A special thanks to our Opinov8rs, who extended a helping hand to me in many ways, with volunteers and me personally. I am very grateful to all our Opinov8rs who helped and continue to help. Thanks to our teammates' donations, we bought one of the most expensive purchases to this date - a DJI Mavic 3 drone and Kia car for my husband's unit! ✊

Special thanks to our Christian (Opinov8 Co-founder, Chief Technology & Operations Officer), who met us in Poland and helped us in every possible way. And also, my huge thanks to our incredible Christiana (Opinov8 Recruitment Lead), who helped to take my aunt and her child to the train station and later my grandmother in Kyiv during those first dark days.

I know we have such people at Opinov8 who are always ready to help. That is very valuable and incredible. πŸ’™

What exactly do you do now? Tell us more about your volunteer activities.

After the start of a full-scale war, I thought of helping as a fixer in my free time. Recently I have been helping one foreign group. They were looking for various war crimes of russians. We were in the Kyiv region (Bucha, Gostomel, and Borodyanka cities) and also traveled to Dnipro and Zaporizhzhia. 

They wanted to go further to the front line, but I refused because it was hazardous. Π‘urrently, the situation is so different and complicated, and it is not at all like it was in Donbas. So, foreign journalists are often refused right now because none of the locals want to mess with that, as it is very dangerous. 

I also helped to find the victims of the Kramatorsk railway station attack. The strike killed 59 civilians (including 7 children) and wounded more than 110 on 8 April 2022. It is a very painful incident. This happened as the crowds were "waiting for the first train" to be evacuated to safer regions in central and western Ukraine ahead of an expected massive russian offensive in the east. When, all of a sudden, two missiles hit near the railway station building.

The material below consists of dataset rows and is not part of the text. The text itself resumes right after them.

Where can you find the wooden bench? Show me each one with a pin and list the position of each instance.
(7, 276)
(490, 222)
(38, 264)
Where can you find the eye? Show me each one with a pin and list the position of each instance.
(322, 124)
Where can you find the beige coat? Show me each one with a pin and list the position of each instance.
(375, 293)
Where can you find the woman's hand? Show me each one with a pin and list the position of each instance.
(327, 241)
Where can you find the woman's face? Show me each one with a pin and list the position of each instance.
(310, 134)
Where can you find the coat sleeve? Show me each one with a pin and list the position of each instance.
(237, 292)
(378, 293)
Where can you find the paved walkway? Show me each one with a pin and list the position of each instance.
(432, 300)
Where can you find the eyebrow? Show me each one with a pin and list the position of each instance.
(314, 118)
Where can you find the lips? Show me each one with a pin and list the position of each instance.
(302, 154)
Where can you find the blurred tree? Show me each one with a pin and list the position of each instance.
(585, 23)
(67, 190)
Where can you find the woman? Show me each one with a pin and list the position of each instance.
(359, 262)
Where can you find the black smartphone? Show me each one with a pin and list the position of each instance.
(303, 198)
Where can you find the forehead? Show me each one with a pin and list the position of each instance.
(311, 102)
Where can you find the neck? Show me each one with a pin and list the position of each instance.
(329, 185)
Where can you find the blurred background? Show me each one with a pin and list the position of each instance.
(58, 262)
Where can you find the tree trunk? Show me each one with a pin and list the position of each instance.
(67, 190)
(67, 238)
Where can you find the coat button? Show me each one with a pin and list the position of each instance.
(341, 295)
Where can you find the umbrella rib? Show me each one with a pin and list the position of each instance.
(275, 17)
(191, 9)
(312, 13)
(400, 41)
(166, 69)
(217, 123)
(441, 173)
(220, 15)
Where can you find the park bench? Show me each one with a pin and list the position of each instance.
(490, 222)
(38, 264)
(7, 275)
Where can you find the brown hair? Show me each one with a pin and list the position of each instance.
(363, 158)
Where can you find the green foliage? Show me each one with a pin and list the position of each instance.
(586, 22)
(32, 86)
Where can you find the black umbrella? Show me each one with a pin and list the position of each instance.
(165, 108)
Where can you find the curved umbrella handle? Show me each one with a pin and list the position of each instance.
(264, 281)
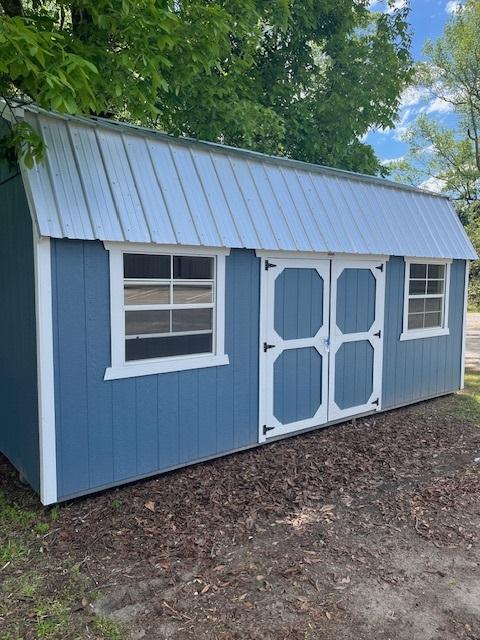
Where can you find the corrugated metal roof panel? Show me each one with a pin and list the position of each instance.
(109, 181)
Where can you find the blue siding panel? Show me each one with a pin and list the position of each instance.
(298, 303)
(353, 374)
(118, 430)
(297, 384)
(18, 357)
(417, 369)
(114, 431)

I found a little girl with her pregnant mother, they died on the spot. It turned out they themselves lived close to the DNR (Donetsk People's Republic), and they tried to get through Kramatorsk to a safer place. I found their family and helped collect money for the burial. πŸ˜”

When I came to Poland, I started sending humanitarian aid. We live relatively close to the Ukraine border, about 100 km, so I collected various things for soldiers. I help with medicines (hemostatic and antipyretic agents, etc.), clothes (backpacks, shoes, etc.), military equipment (thermographic cameras, etc.), and so on. 

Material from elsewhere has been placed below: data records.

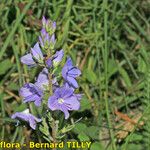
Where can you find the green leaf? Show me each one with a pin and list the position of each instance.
(83, 137)
(141, 65)
(125, 76)
(5, 66)
(90, 75)
(85, 104)
(96, 146)
(93, 132)
(13, 86)
(80, 127)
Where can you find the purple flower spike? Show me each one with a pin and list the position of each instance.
(42, 80)
(54, 25)
(44, 39)
(44, 21)
(26, 116)
(63, 99)
(52, 40)
(31, 92)
(28, 60)
(70, 72)
(49, 62)
(57, 58)
(37, 53)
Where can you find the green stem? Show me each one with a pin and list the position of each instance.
(105, 54)
(17, 23)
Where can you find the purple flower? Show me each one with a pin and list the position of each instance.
(44, 21)
(57, 58)
(49, 25)
(28, 60)
(44, 39)
(70, 72)
(43, 81)
(26, 116)
(33, 57)
(79, 96)
(63, 99)
(31, 92)
(37, 53)
(49, 62)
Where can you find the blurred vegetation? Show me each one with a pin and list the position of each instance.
(109, 40)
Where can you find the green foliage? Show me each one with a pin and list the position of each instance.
(5, 65)
(109, 40)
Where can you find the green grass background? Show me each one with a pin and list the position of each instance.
(109, 40)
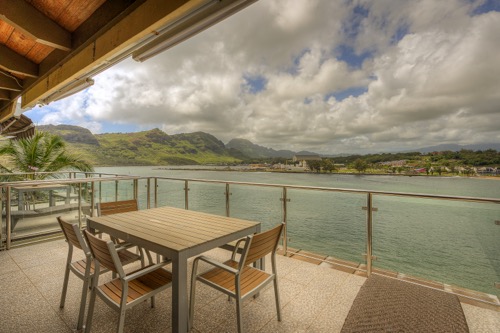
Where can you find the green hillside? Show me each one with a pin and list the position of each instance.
(153, 147)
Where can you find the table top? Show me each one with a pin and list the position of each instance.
(173, 228)
(41, 186)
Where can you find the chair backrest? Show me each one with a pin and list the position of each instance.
(115, 207)
(262, 244)
(105, 253)
(72, 234)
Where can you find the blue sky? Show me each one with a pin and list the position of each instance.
(326, 76)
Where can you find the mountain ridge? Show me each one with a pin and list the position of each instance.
(155, 147)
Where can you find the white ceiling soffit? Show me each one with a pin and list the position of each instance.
(143, 28)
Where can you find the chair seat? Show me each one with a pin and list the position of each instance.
(137, 287)
(126, 257)
(250, 278)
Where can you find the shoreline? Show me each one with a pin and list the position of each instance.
(228, 169)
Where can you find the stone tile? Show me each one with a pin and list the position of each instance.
(481, 320)
(313, 299)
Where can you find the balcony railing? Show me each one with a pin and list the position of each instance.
(443, 238)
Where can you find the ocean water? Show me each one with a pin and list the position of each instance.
(454, 242)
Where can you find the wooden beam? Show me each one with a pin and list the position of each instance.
(9, 83)
(8, 108)
(34, 24)
(142, 22)
(4, 94)
(13, 62)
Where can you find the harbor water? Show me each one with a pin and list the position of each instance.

I try to buy all necessary things online, but sometimes it is challenging to find something, as our volunteers emptied all military stores in Poland. Often I encounter delivery problems or wait for confirmation from suppliers, which is disappointing. It stresses me out because I know this stuff is in need right now, and every minute is essential. Besides my full-time work in the company, I try to be helpful all the time.

There are no days off during the war. Everything can change in one minute.

I arranged the logistics process and got to know the locals with cars or buses. Together we delivered all those humanitarian aid to the Ukraine border. Also, I got in touch with some friends and teammates from other countries and cities. So, little by little, we can find something that is in need there. 

In addition, I continue to help to fundraise for my friends and their community. Since something often breaks or burns down in war, I regularly help with collecting funds and purchasing what is needed.

I know that only together can we do more. Every little bit helps, and that is impressive. πŸ’™πŸ’›

What are you going to do right after the victory?

Honestly, I'm not planning anything yet. For me, the most important thing is that my husband comes back alive. And everything else can always be made. πŸ™Œ

Unfortunately, I think that this war will last for a long time, and of course, the victory will be ours. But the main thing is that we should remember: 

The expense of what our victory will be, as every step towards victory takes place at the cost of the lives of our loved ones and close ones.